At least he’d been consistent. He hadn’t wanted to leave when Opis was an option rather than a necessity, and he still hadn’t wanted to leave when the die-back started again. It wasn’t surprising that even the threat of salted bombs hadn’t shifted him. But he wasn’t crazy.
He was cleaning the milking parlour when Doug arrived. It was so quiet out here — no tractors, no sawmill, no pumps — that Doug could simply follow the sound of the high-pressure hose to find him. Liam looked up as he walked in. The air felt damp and fresh like the aftermath of rain.
“Come on, Liam,”
Doug said. “You’ve done all you can. Let’s go. Come and have something to eat. Nicola’s waiting with the kids. She needs you there.”
Liam didn’t say anything. He put the hose away and switched off the power at the box on the wall. Doug followed him back to the house a few paces behind, just letting him be, and stopped when he stopped. He waited outside until Liam came out with a small suitcase, shut the front door, and rattled the lock a few times to persuade himself that it was secure.

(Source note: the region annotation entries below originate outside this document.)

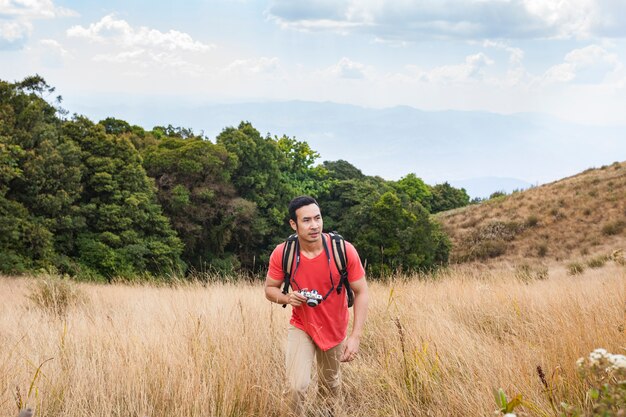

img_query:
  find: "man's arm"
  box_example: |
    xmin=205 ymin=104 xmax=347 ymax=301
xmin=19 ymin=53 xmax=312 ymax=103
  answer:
xmin=341 ymin=277 xmax=369 ymax=362
xmin=265 ymin=277 xmax=304 ymax=307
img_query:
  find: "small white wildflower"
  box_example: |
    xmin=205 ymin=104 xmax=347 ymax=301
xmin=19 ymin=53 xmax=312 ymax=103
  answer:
xmin=607 ymin=354 xmax=626 ymax=369
xmin=589 ymin=348 xmax=608 ymax=365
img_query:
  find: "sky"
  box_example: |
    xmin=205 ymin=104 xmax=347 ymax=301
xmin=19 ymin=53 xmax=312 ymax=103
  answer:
xmin=0 ymin=0 xmax=626 ymax=188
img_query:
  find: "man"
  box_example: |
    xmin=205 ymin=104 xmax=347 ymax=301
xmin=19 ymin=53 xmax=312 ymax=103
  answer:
xmin=265 ymin=196 xmax=368 ymax=416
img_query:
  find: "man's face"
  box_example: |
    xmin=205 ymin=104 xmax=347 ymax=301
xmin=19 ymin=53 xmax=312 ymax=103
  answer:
xmin=289 ymin=204 xmax=324 ymax=243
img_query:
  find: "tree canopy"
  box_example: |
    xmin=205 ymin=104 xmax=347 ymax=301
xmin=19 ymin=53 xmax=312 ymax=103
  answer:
xmin=0 ymin=75 xmax=469 ymax=279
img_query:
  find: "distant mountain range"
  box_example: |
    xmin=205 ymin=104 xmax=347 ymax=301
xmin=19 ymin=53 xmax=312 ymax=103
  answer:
xmin=65 ymin=98 xmax=626 ymax=197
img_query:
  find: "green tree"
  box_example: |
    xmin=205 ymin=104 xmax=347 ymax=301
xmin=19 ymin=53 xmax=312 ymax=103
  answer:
xmin=144 ymin=132 xmax=251 ymax=270
xmin=63 ymin=117 xmax=183 ymax=278
xmin=394 ymin=173 xmax=432 ymax=210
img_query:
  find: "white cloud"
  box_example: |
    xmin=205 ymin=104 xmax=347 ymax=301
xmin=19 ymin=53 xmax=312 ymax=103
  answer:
xmin=67 ymin=14 xmax=215 ymax=74
xmin=483 ymin=40 xmax=524 ymax=65
xmin=0 ymin=20 xmax=33 ymax=44
xmin=267 ymin=0 xmax=626 ymax=41
xmin=408 ymin=52 xmax=494 ymax=84
xmin=67 ymin=15 xmax=214 ymax=52
xmin=39 ymin=39 xmax=70 ymax=57
xmin=540 ymin=45 xmax=624 ymax=85
xmin=325 ymin=57 xmax=367 ymax=80
xmin=224 ymin=57 xmax=280 ymax=74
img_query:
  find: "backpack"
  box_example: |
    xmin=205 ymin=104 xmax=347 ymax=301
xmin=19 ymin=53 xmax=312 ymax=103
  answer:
xmin=283 ymin=232 xmax=354 ymax=307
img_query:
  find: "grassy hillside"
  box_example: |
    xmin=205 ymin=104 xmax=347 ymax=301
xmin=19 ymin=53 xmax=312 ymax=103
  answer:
xmin=0 ymin=263 xmax=626 ymax=417
xmin=437 ymin=162 xmax=626 ymax=268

He put the case in the back of Doug’s pick-up. “Give me a moment,” he said.
Doug could guess where he was going. Liam didn’t have many animals — some pigs, his prize herd of Jerseys, a few chickens that were more pets for his kids than anything — but they were as much his family’s legacy as a rich man’s estate. Doug left him for a respectable time. When he eventually went to find him, he was leaning on the fence, watching his cattle. The Jersey bull was watching him back. It was the meanest animal Doug had ever come across, a stark contrast to the small, friendly cows with their pretty deer-like faces.
“Liam, I don’t want to get your hopes up, but Ainatio’s trying to negotiate with APS to call off the bombing,” Doug said. “They’ve offered to trade their secret research. We’re waiting to hear.”
Liam half-shrugged. One of the cows ambled across to him and presented her muzzle for scratching. “Yeah. I heard the rumour. If they do, I’m going to feel bad for the guys who’ve shot their livestock.”
He hung around a little longer, then shook his head and walked away to the truck. He didn’t look back as Doug drove off. If the bombing went ahead, this was probably the last time anyone would see Kill Line in one piece.
No. Look forward. We have to.
It wasn’t a long drive back to the shelter at Ainatio, but it was still a lot of silence to sit through. Just once, Doug glanced at Liam, expecting to see him staring out of the window or keeping his eyes fixed on the road ahead, but he wasn’t looking at anything at all. His eyes were shut and his face was streaked with tears.